O Ministério Público Federal (MPF) protocolou, na última quarta-feira, dia 22, um pedido de decisão urgente na Justiça Federal contra o Departamento Nacional de Infraestrutura de Transportes (Dnit) e a União. A ação visa a garantia da segurança viária na ponte sobre o rio Itacaiúnas, um trecho vital da BR-230, em Marabá, no sudeste do Pará, que apresenta graves e preocupantes falhas estruturais.
A iniciativa do MPF surge após avaliações, inclusive do próprio Dnit, indicarem deficiências incompatíveis com o volume e o tipo de tráfego atual. O órgão ministerial, por sua vez, registrou o afundamento da pista, rachaduras no asfalto e fissuras nas estacas de fundação dos pilares, evidências que apontam para um risco iminente de colapso da estrutura.
Ameaça à segurança: falhas estruturais na ponte de Marabá
As inspeções realizadas revelam um cenário preocupante para a ponte que cruza o rio Itacaiúnas. As rachaduras visíveis no asfalto e o afundamento da pista são sinais claros de que a estrutura está sob estresse. Mais alarmante ainda é a constatação de fissuras nas estacas de fundação dos pilares, elementos cruciais para a sustentação da obra.
Essas deficiências não apenas comprometem a integridade da ponte, mas também representam um perigo constante para os milhares de motoristas que utilizam a BR-230 diariamente. A rodovia é uma das principais vias de ligação e escoamento de produção na região, tornando a segurança de sua infraestrutura um tema de relevância estratégica e social.
Medidas paliativas e a inação do poder público
Diante do quadro de deterioração, o Dnit determinou um desvio obrigatório para veículos com peso superior a quatro toneladas. No entanto, o Ministério Público Federal considera essa medida precária e insuficiente para mitigar os riscos. Para o MPF, a responsabilidade pela redução dos perigos de colapso foi indevidamente transferida aos próprios motoristas, em vez de ser assumida de forma integral pelo poder público.
A ação, assinada pelo procurador da República Sadi Flores Machado, destaca que o Dnit não apresentou um cronograma objetivo para a realização de obras definitivas. Essa omissão agrava a situação e prolonga a exposição da população a um risco desnecessário, justificando a intervenção judicial para forçar a tomada de providências eficazes.
As exigências do MPF para uma solução definitiva
No cerne da ação judicial, o MPF não apenas denuncia a situação, mas também apresenta uma série de pedidos urgentes e de longo prazo para garantir a segurança e a funcionalidade da ponte. Entre as principais exigências, destacam-se:
- Apresentação, em até 30 dias, de um cronograma objetivo para a demolição e reconstrução da ponte.
- Adoção imediata de um desvio para o tráfego intermunicipal e interestadual, restringindo o uso da ponte ao trânsito local.
- Adequação integral da sinalização horizontal e vertical em todos os acessos à ponte.
- Instituição de boletins semanais de monitoramento estrutural para acompanhar rachaduras e movimentações.
- Reinstalação de pórtico de controle de acesso ou barreira física equivalente, com vigilância permanente.
- Presença regular de agentes nos horários de maior fluxo para fiscalizar as restrições a veículos pesados.
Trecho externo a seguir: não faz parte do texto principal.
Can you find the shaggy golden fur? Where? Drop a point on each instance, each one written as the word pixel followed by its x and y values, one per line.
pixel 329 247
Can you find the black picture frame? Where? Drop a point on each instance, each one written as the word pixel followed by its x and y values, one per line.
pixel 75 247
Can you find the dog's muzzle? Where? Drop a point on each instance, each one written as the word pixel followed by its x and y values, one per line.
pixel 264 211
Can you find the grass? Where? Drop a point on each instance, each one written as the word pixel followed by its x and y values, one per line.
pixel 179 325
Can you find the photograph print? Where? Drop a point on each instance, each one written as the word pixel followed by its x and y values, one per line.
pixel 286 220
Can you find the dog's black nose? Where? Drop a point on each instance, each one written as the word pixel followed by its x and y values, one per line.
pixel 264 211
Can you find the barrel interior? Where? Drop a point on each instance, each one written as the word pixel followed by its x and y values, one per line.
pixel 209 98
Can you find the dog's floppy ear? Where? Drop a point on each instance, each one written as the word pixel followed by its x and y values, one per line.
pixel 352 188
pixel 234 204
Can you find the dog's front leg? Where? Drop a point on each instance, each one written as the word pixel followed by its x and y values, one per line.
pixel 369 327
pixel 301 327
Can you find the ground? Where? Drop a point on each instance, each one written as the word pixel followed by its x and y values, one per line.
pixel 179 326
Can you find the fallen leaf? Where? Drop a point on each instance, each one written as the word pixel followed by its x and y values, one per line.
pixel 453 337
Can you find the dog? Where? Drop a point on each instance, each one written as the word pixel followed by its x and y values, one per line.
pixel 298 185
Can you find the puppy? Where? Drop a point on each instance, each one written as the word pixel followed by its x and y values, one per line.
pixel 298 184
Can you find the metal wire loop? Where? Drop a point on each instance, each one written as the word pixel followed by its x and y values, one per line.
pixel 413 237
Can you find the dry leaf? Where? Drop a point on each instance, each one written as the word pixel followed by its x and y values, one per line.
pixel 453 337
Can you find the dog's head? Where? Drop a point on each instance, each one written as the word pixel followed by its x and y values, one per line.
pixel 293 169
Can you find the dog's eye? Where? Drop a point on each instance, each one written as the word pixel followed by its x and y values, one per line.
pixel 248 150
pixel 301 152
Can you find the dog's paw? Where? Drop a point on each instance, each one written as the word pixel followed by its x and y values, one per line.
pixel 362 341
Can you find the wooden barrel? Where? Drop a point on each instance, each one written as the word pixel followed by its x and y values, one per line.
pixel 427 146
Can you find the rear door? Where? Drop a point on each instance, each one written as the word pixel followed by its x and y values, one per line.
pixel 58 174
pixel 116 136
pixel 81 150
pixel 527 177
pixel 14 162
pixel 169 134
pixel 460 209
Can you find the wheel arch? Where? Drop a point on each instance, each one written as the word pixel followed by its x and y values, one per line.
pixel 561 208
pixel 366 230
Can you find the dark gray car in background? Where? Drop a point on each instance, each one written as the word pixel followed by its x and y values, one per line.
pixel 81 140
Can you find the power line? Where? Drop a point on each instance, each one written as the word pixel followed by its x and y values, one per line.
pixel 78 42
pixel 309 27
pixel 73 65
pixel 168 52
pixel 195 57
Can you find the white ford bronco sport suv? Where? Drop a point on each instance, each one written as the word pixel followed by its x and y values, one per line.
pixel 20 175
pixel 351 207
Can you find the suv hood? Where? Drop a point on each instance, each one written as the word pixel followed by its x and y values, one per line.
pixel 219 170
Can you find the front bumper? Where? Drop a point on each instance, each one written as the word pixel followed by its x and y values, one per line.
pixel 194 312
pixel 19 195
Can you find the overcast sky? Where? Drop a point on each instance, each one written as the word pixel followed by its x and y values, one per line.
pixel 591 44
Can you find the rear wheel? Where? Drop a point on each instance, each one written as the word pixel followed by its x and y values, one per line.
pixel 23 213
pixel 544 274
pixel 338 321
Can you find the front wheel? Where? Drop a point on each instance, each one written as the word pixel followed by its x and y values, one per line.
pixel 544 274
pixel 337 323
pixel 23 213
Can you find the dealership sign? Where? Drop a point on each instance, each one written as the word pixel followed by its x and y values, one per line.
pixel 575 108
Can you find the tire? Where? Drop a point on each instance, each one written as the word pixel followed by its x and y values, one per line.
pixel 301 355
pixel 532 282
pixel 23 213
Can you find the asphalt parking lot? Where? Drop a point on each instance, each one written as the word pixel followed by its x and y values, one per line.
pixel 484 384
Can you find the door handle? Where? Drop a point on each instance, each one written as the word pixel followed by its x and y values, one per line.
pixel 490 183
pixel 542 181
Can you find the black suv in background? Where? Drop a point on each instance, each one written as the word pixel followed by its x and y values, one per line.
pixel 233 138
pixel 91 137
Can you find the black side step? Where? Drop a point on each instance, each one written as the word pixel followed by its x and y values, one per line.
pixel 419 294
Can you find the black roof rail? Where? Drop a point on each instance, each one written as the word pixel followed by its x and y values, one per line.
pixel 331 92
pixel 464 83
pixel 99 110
- Participação conjunta com o Dnit para viabilizar recursos e uma solução definitiva para a estrutura.
Além das medidas estruturais e de gestão de tráfego, o MPF também pleiteia a condenação do Dnit e da União ao pagamento de, no mínimo, R$ 1 milhão por danos morais coletivos. O valor visa reparar a exposição prolongada da população ao risco, decorrente da omissão e da falta de ação efetiva por parte dos órgãos responsáveis.
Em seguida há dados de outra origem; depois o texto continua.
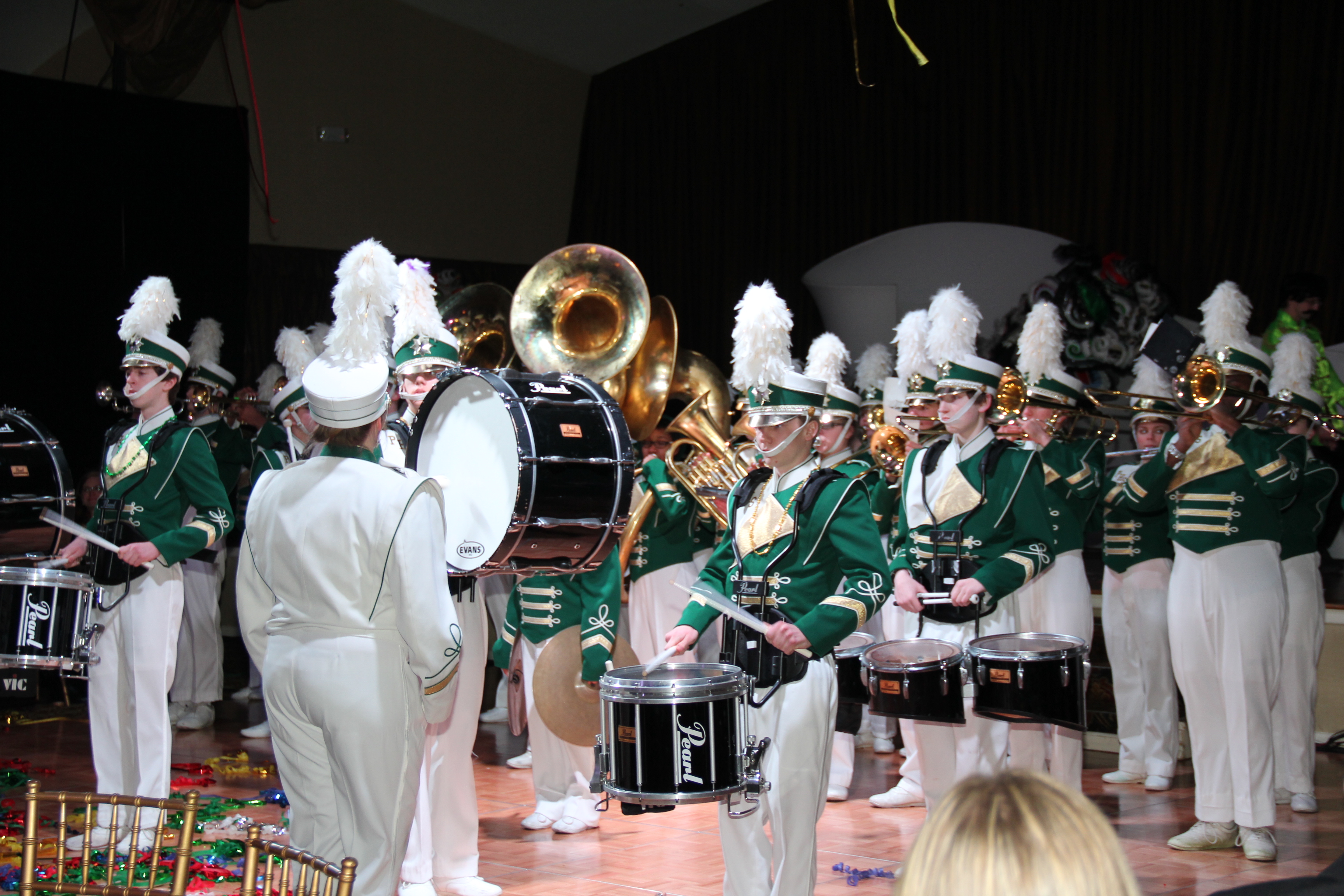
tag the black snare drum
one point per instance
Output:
(45, 620)
(677, 735)
(537, 469)
(920, 679)
(1031, 677)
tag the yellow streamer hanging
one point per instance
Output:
(922, 60)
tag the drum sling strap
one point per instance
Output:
(742, 647)
(943, 567)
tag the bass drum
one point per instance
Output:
(537, 469)
(34, 477)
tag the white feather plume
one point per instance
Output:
(416, 311)
(1226, 315)
(267, 382)
(206, 342)
(152, 307)
(761, 338)
(366, 285)
(295, 352)
(828, 359)
(1042, 343)
(1295, 363)
(1151, 379)
(954, 326)
(874, 369)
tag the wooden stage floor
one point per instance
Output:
(678, 852)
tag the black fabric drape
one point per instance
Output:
(1202, 138)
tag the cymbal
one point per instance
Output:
(566, 706)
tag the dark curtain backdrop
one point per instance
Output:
(1200, 136)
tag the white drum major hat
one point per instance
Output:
(347, 385)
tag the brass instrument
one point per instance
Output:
(478, 316)
(584, 310)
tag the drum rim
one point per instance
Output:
(877, 665)
(46, 578)
(1077, 648)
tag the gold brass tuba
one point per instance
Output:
(584, 310)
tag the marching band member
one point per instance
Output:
(593, 602)
(1225, 487)
(912, 393)
(200, 677)
(988, 504)
(799, 531)
(154, 469)
(1057, 601)
(1138, 551)
(1304, 629)
(424, 350)
(343, 600)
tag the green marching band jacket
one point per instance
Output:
(1304, 518)
(1131, 536)
(1010, 536)
(1073, 479)
(674, 530)
(156, 490)
(1226, 491)
(543, 606)
(814, 542)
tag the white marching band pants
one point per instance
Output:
(1055, 602)
(556, 761)
(128, 690)
(1134, 610)
(1226, 614)
(656, 605)
(444, 832)
(201, 647)
(348, 730)
(949, 753)
(799, 721)
(1295, 711)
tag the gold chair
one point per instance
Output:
(343, 875)
(29, 882)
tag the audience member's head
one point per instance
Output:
(1017, 833)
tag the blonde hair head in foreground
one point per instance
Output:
(1018, 833)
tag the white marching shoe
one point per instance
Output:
(906, 794)
(468, 887)
(1258, 844)
(259, 731)
(1206, 835)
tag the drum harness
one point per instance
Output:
(944, 569)
(744, 648)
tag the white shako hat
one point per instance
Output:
(206, 340)
(827, 362)
(763, 366)
(347, 385)
(144, 328)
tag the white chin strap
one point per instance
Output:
(145, 387)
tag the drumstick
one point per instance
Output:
(734, 612)
(79, 531)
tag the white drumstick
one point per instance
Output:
(80, 532)
(733, 610)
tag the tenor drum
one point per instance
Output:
(45, 620)
(537, 469)
(677, 735)
(1031, 677)
(919, 679)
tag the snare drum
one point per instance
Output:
(1031, 677)
(920, 679)
(537, 469)
(45, 620)
(677, 735)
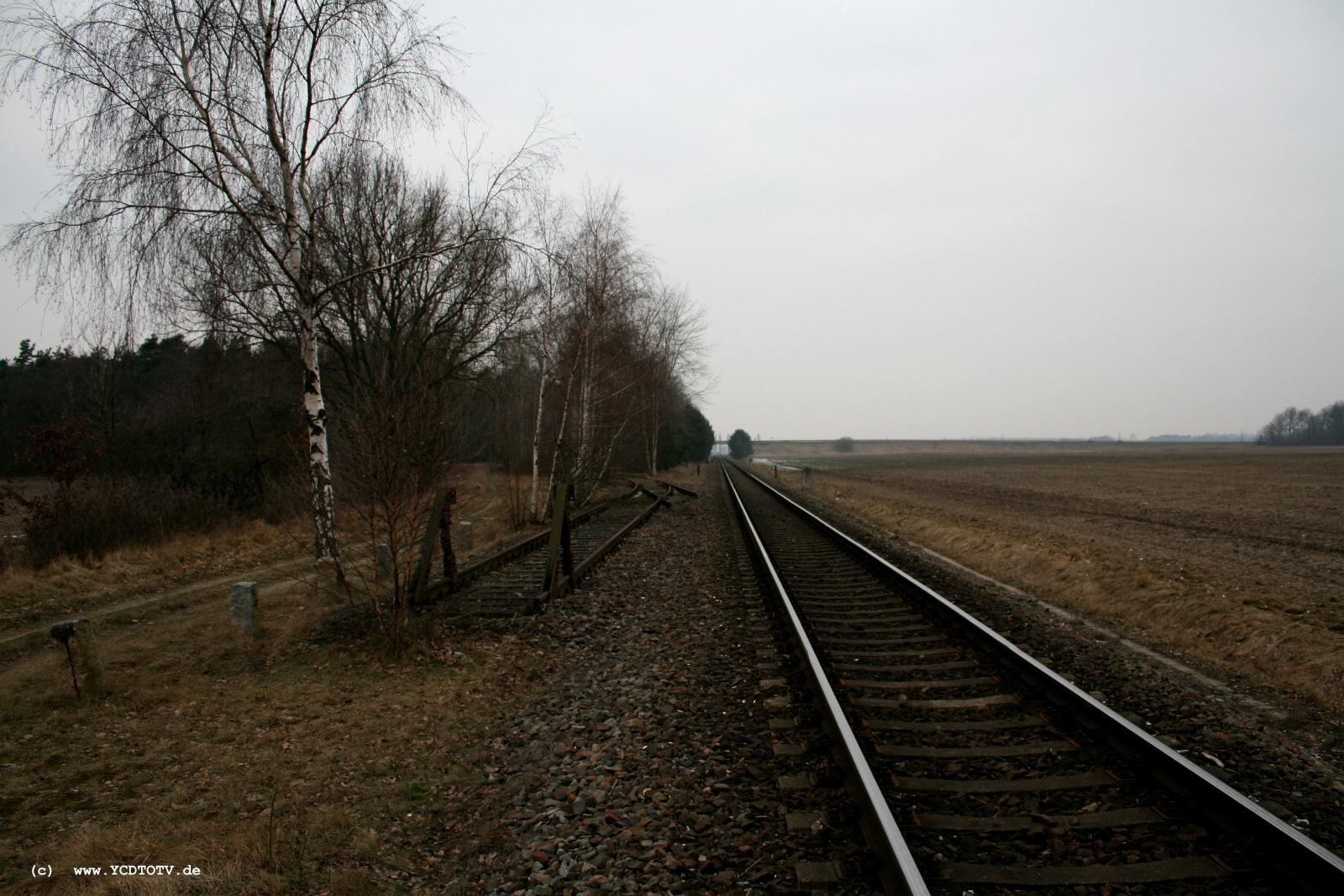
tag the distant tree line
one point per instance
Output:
(1299, 426)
Impacto regional e a urgência da reconstrução
A BR-230, conhecida como Rodovia Transamazônica, é uma artéria vital para o desenvolvimento econômico e social do Pará e de parte da Amazônia Legal. A ponte sobre o rio Itacaiúnas, em Marabá, é um ponto estratégico dessa rodovia, conectando cidades, facilitando o transporte de cargas e o deslocamento de pessoas. A interdição parcial ou um eventual colapso da estrutura teria impactos devastadores na logística, no comércio e na vida cotidiana dos moradores da região.
A exigência de demolição e reconstrução, embora drástica, é apontada por estudos como a solução mais vantajosa a longo prazo, garantindo não apenas a segurança, mas também a durabilidade e a capacidade da infraestrutura para atender às demandas futuras. A ação do MPF busca, portanto, não apenas remediar uma situação de risco, mas assegurar um futuro mais seguro e eficiente para a infraestrutura de transporte na região.